That's a great idea, to provide a generic way to do these. I feel like
standalone sensors are a bit abused in the framework, like they're
better suited as triggers when an external source is ready (e.g. new S3
file appears) than to poll for completion of a previous task (e.g.
EmrStepSensor); exactly because of the lack of atomicity with retries
discussed earlier in the thread. Whereas the BaseAsyncOperator (I'd
prefer BaseAtomicOperator or modify existing BaseSensorOperator) removes
the need for the sensor misuse. Ideally all operators should have the
ability to use pre/action/sense/post hooks.
It still doesn't solve the problem that we need to write a combined
EmrAddStep + Sensor operator, but helps all of these types of
implementations be more consistent.
I've added some comments to the PR, thanks for bringing it up!
Jon
On 15/10/2019 20:04, Jarek Potiuk wrote:
I think it could be solved in a more consistent and future-proof way.

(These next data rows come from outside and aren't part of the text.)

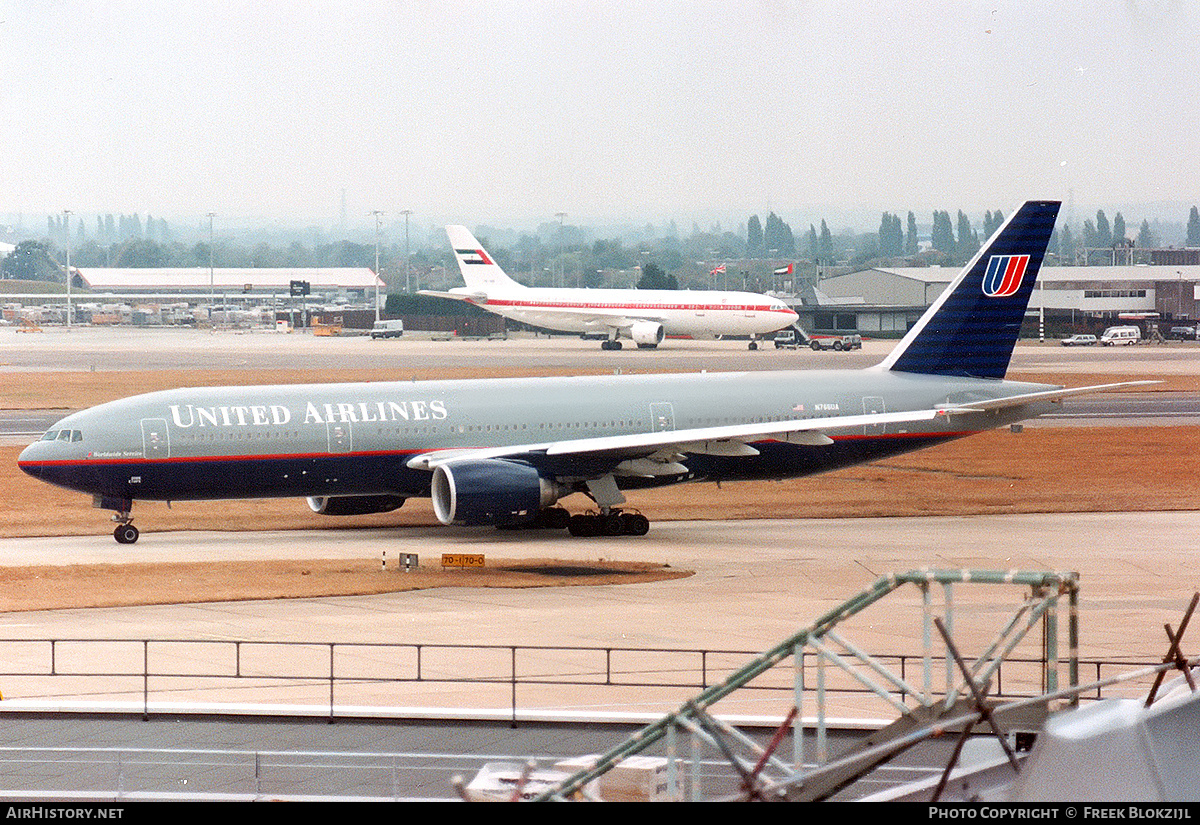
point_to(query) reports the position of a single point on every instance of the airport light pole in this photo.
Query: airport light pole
(408, 271)
(66, 215)
(562, 274)
(378, 215)
(213, 300)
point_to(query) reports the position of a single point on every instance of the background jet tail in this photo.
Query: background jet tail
(479, 271)
(972, 326)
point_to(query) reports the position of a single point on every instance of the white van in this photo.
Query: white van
(1121, 336)
(388, 330)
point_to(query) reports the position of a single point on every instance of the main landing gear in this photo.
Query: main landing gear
(612, 523)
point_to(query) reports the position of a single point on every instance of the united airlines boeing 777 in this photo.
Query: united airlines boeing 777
(645, 315)
(505, 451)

There is this new proposal for Base Async operators proposed by Jacob:
https://github.com/apache/airflow/pull/6210
This is an interesting approach that might solve the problem in a slightly
different way. Rather than combining operators and sensors, it introduces
an Async Operator that has two stages: "initiate operation" and sensor-like
"wait for the operator to complete". In this model a lot of long-running
operators we have now could be rewritten (easily) using the Async operator
model and you could run them in either sync mode (like there are now) or
with the Async mode that would be equivalent to the "Operator" + "Sensor"

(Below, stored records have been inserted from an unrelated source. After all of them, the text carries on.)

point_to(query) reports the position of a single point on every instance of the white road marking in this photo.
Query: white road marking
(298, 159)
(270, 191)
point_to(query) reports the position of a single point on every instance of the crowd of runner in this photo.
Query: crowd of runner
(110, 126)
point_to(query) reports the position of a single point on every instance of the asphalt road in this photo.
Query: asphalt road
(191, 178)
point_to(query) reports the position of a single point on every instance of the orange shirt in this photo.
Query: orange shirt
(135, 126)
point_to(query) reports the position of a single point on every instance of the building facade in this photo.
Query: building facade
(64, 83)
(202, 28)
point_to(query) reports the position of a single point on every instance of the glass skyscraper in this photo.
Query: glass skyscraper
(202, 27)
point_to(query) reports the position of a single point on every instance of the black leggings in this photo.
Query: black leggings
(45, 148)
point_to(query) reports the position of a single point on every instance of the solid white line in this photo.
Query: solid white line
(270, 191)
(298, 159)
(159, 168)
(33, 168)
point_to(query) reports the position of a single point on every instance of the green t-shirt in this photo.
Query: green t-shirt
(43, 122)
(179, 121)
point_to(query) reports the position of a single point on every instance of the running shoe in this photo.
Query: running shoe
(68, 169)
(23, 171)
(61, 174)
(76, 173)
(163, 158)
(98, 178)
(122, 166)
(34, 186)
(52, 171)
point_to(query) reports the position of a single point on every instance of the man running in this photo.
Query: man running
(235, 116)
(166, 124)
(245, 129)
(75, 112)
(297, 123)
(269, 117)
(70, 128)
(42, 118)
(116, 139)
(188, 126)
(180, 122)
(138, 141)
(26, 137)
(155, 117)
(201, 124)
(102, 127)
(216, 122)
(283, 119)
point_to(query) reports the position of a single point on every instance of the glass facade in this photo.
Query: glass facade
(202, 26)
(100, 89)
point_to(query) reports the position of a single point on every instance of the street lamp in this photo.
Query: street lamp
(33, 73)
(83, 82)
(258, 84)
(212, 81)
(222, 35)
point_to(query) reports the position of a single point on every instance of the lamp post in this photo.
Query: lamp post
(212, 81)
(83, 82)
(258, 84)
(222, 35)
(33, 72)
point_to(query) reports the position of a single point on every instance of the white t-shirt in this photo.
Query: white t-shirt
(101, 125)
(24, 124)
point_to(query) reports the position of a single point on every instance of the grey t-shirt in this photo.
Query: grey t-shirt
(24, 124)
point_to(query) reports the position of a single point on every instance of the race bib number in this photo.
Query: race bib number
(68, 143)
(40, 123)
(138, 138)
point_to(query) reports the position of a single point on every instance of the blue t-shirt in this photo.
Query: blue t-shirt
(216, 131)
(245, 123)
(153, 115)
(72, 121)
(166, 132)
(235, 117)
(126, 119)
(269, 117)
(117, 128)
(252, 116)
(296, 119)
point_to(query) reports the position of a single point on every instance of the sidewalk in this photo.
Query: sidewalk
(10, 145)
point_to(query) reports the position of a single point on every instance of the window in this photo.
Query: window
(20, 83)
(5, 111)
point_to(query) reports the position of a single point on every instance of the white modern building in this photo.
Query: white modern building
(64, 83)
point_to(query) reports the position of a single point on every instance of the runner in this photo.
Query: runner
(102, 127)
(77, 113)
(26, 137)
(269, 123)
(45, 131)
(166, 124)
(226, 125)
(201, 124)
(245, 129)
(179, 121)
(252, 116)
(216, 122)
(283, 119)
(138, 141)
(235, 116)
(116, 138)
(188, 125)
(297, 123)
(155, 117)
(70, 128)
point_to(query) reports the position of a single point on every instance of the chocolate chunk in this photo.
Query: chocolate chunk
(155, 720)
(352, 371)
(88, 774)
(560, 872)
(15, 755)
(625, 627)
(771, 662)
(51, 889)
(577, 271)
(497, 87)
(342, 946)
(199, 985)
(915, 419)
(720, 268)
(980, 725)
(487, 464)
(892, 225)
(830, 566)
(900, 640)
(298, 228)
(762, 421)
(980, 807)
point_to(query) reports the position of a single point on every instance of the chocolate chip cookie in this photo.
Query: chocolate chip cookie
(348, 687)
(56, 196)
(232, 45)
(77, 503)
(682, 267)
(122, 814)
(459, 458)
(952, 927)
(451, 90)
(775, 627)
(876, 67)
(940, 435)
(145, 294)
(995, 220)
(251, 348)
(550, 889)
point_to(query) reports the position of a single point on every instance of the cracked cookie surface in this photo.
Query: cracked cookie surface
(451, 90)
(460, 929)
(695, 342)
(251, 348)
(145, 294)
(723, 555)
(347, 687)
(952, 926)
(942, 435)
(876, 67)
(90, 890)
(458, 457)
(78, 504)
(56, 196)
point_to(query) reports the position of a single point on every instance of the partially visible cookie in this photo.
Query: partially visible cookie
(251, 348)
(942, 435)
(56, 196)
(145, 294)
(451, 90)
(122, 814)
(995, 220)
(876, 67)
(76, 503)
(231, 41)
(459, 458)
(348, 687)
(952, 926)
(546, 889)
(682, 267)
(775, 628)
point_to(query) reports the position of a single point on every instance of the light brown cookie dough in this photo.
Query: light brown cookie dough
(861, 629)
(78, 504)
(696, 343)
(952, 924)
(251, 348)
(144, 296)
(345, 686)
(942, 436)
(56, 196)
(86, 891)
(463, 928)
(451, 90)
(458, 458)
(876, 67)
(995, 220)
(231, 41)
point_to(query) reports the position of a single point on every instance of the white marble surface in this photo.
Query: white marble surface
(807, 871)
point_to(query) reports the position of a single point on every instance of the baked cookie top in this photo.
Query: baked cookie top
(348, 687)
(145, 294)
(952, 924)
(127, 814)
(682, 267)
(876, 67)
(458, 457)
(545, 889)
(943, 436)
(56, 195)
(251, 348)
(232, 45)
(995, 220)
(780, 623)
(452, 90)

pattern that is indeed a bit problematic.
The EMRAddStep + Sensor could be an Async Operator then.
J.
On Tue, Oct 15, 2019 at 7:13 PM Jonathan Miles <j...@cybus.co.uk> wrote:
Yes, I often refer to this as the "atomicity problem": we usually want
all four "create", "add steps", "wait for steps", "terminate cluster"

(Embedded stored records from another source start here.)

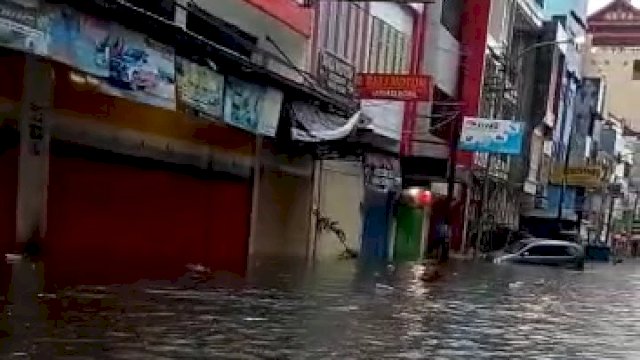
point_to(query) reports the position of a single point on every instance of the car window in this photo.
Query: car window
(516, 247)
(549, 250)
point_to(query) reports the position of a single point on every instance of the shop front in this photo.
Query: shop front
(382, 186)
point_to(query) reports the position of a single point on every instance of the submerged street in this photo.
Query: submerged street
(475, 311)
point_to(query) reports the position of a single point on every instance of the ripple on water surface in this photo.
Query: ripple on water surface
(475, 311)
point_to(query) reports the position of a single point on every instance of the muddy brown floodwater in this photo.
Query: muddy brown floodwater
(334, 311)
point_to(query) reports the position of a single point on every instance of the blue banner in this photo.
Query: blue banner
(492, 136)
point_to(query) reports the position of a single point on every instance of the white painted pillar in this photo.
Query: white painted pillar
(35, 136)
(181, 13)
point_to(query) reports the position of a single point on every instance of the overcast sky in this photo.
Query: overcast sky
(597, 4)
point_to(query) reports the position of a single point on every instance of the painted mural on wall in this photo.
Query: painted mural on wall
(131, 65)
(252, 107)
(200, 88)
(128, 64)
(21, 27)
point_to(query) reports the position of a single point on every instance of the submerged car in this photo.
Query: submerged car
(544, 252)
(132, 69)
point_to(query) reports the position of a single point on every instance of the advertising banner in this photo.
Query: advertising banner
(492, 136)
(200, 88)
(582, 176)
(128, 64)
(252, 107)
(394, 87)
(21, 27)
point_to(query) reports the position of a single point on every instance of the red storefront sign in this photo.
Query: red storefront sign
(394, 87)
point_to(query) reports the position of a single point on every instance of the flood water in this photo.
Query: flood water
(334, 311)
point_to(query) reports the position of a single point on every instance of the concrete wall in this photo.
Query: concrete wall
(615, 65)
(442, 53)
(282, 227)
(387, 116)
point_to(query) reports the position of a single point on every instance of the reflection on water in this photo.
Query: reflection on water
(475, 311)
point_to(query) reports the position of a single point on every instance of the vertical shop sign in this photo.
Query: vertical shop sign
(35, 129)
(382, 172)
(21, 27)
(200, 88)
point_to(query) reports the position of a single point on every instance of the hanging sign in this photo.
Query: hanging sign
(394, 87)
(200, 88)
(582, 176)
(335, 74)
(382, 172)
(491, 136)
(20, 26)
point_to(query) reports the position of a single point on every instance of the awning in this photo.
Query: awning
(311, 124)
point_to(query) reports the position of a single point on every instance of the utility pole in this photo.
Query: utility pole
(498, 111)
(563, 185)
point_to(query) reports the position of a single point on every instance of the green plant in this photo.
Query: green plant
(326, 224)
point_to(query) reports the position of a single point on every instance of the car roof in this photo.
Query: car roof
(549, 242)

tasks to retry together and in order if any one of them fails (well, the
terminate one is questionable). In our current Dags we resolved this by
putting the tasks in a SubDag and changing the on_retry_callback to
clear the state of the sub-tasks. But use of SubDags makes navigation in
the UI a bit of a pain, so we've planned to merge them into a single
custom operator soon. There's also the problem that for big workflows,
doing this adds a lot of duration due to the management overhead of
starting/stopping EMR clusters instead of reusing them. I'm about to
send a separate e-mail about that.
I think it'd be great to have a combined operator upstream in the codebase!
Jon
On 14/10/2019 20:42, Daniel Mateus Pires wrote:
Hi there!
Would it make sense to add an operator that is both the EmrAddStep
operator
and the step sensor?
In a past role we were using Airflow heavily for all things EMR, and I
found myself writing an Operator that combined the emr_add_step operator
and the sensor, it made the pipelines simpler (less operator instances
per
DAG) and retries were easy
There is still value in keeping those 2 other classes around when we
don't
care about the result of an EMR step or we are polling for the completion
of an EMR step we did not start from Airflow, but for most tasks
wouldn't a
"merged operator" make sense?
Thanks!
Daniel